= Jean Pierron =

French missionary

Jean Pierron (born at Dun-sur-Meuse, France, 28 September 1631; date and place of death unknown) was a French Jesuit missionary to New France (Canada).

==Life==

He entered the Jesuit novitiate at Nancy, 21 November 1650. After studying at Pont-à-Mousson, he became an instructor at Reims and Verdun. He completed the curriculum in 1665 and spent two years more as an instructor at Metz.

On his arrival in Canada in June, 1667, he was sent to the mission of Sainte-Marie, which ministered primarily to the Huron people, an Iroquoian-speaking group. In a letter written to friends in France the same year, Oierron described his impressions of the country, the characteristics and customs of the Native Americans, and expressed an admiration for the Iroquoian Huron language, which reminded him of Greek. He arrived at Tionontoguen, one of the three principal villages of the Mohawk Nation, on 7 October 1668, where he replaced Jacques Frémin as missionary. These people were one of the most flourishing of the five Iroquois nations: warriors, and difficult to convert.

Pierron made use of pictures which he painted in order to express his teachings in a way the Mohawk could grasp. He invented a game by means of which the Indians learned the doctrines and devotions of the Catholic Church. He taught the children to read and write.

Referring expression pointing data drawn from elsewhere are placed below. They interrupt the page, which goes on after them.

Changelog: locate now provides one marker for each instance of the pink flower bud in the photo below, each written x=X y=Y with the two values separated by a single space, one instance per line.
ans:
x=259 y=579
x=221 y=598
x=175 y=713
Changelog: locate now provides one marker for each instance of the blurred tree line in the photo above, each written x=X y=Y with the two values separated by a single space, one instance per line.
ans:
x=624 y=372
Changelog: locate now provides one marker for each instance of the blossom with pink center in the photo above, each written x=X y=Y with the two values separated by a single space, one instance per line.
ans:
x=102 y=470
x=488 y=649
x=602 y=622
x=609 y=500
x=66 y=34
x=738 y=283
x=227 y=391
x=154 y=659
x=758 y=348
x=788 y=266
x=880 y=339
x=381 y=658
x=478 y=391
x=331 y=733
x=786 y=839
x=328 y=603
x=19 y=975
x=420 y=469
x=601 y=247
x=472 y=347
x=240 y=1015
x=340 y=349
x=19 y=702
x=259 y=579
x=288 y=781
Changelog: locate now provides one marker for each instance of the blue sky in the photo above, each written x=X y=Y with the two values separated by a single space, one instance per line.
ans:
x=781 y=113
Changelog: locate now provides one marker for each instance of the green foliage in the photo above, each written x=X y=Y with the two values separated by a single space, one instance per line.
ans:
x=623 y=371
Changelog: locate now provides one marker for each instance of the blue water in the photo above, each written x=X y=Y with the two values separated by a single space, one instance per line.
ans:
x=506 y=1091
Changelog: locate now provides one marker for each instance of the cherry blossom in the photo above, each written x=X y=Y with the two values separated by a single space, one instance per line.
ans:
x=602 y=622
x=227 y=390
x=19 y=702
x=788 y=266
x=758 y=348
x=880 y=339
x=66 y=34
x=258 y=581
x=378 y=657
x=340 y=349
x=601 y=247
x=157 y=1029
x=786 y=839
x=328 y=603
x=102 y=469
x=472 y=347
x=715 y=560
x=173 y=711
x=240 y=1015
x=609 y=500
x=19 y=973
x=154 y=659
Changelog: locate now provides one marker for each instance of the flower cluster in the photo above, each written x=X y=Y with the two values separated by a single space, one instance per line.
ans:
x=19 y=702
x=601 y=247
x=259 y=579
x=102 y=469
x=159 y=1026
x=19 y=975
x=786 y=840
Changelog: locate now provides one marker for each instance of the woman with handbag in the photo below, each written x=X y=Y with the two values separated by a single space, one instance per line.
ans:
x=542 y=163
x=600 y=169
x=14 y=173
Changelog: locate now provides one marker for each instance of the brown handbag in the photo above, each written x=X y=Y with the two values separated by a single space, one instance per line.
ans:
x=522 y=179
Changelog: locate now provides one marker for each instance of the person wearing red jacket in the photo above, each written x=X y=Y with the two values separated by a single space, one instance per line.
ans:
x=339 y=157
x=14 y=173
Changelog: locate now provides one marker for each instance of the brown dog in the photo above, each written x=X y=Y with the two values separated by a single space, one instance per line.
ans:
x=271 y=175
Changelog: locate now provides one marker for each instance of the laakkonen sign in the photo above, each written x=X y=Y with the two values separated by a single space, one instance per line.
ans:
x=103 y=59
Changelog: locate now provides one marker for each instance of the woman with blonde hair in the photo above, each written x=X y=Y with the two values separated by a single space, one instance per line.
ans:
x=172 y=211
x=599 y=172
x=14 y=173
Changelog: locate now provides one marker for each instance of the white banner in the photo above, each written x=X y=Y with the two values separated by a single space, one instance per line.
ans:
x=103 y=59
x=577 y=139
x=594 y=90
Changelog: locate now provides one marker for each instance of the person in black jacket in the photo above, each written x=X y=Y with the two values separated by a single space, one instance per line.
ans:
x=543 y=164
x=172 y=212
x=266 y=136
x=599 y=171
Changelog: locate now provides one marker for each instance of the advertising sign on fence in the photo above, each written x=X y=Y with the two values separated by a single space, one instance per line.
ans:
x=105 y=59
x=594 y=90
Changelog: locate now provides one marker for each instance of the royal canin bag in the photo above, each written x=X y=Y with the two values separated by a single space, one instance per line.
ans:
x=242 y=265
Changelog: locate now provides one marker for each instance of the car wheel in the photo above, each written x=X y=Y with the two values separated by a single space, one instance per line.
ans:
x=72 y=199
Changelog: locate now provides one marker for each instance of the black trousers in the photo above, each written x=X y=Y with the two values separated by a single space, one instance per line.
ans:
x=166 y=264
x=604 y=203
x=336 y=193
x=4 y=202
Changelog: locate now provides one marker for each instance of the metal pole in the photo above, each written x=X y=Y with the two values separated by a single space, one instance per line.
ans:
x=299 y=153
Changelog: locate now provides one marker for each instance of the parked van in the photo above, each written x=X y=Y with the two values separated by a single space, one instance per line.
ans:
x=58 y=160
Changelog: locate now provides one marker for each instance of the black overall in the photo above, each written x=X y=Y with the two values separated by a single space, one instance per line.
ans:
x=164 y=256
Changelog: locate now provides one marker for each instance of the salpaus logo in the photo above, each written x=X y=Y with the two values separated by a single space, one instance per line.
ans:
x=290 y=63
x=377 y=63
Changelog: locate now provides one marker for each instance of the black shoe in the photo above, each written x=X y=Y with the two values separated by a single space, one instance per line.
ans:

Returning north, Pierron spent one winter in Acadia to ascertain whether it would be possible to re-establish the missions, which had been expelled in 1655. He also travelled through New England, Maryland (which at that time had a Catholic governor, Charles Calvert, 3rd Baron Baltimore, and a policy of religious tolerance), and Virginia. Returning to the Iroquois, he worked among them until 1677 and returned to France the following year. He is often credited with the conversion of St. Kateri Tekakwitha.